Greve na Função Pública atinge adesão de 80% e paralisa serviços essenciais

A greve nacional da Função Pública registou, na manhã desta segunda-feira, uma adesão a rondar os 80% em Portugal continental, com maior impacto nos setores da Educação e da Saúde, segundo dados avançados pela Federação Nacional de Sindicatos Independentes da Administração Pública (Fesinap).

No setor da Educação, a paralisação atingiu níveis particularmente elevados, com cerca de 90% de adesão. A maioria das escolas manteve-se encerrada durante a manhã e prevê-se que as restantes suspendam atividades ao longo do dia, devido à ausência de trabalhadores.

Já na área da Saúde, a participação situa-se próxima dos 80%, afetando o funcionamento de hospitais e Unidades Locais de Saúde, com constrangimentos no atendimento e na prestação de serviços.

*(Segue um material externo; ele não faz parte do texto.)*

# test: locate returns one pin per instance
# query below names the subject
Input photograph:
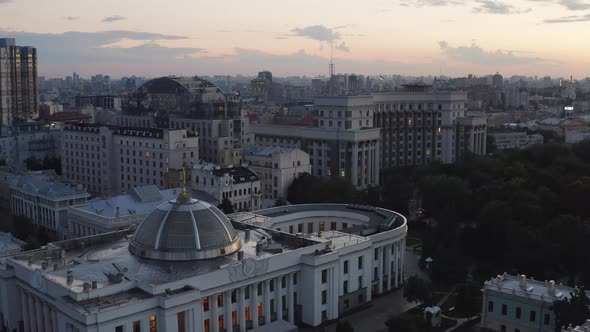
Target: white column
(241, 309)
(387, 249)
(380, 270)
(25, 309)
(254, 306)
(214, 320)
(46, 318)
(32, 316)
(290, 298)
(227, 321)
(279, 298)
(266, 303)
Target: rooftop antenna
(332, 68)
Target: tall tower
(19, 95)
(332, 86)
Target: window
(153, 324)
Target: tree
(398, 324)
(573, 310)
(417, 289)
(344, 326)
(226, 206)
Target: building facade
(516, 303)
(177, 274)
(419, 125)
(46, 202)
(277, 168)
(112, 160)
(342, 143)
(516, 140)
(240, 184)
(19, 95)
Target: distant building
(277, 168)
(112, 160)
(10, 245)
(516, 140)
(239, 184)
(517, 303)
(106, 102)
(46, 201)
(109, 214)
(19, 95)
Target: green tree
(344, 326)
(417, 289)
(573, 310)
(226, 206)
(398, 324)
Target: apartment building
(112, 160)
(277, 168)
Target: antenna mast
(332, 69)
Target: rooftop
(141, 200)
(520, 285)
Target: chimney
(70, 277)
(522, 281)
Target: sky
(295, 38)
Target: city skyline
(412, 37)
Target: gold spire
(184, 195)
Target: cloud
(431, 3)
(497, 7)
(317, 32)
(476, 55)
(569, 19)
(569, 4)
(114, 18)
(343, 47)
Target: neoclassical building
(188, 267)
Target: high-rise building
(18, 82)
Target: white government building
(188, 267)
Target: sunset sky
(409, 37)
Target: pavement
(373, 318)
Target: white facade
(113, 160)
(518, 140)
(239, 184)
(277, 278)
(277, 168)
(46, 201)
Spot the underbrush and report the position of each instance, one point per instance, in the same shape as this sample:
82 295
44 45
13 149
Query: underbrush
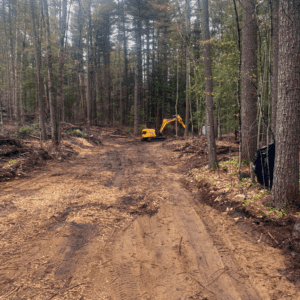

A greve, convocada pela Fesinap, decorre durante todo o dia, abrangendo trabalhadores da administração central, regional e local. Estão ainda a ser recolhidos dados relativos a organismos como o Instituto dos Registos e do Notariado, a Direção-Geral da Administração da Justiça, a Agência para a Integração, Migrações e Asilo e o Instituto da Segurança Social.

Nas regiões autónomas dos Açores e da Madeira, a adesão é também considerada significativa, embora ainda sem números oficiais consolidados.

A Fesinap defende uma reforma estrutural do modelo de avaliação, alinhada com práticas já implementadas nos Açores, e pretende participar nas negociações com o Governo, previstas para o segundo semestre do ano.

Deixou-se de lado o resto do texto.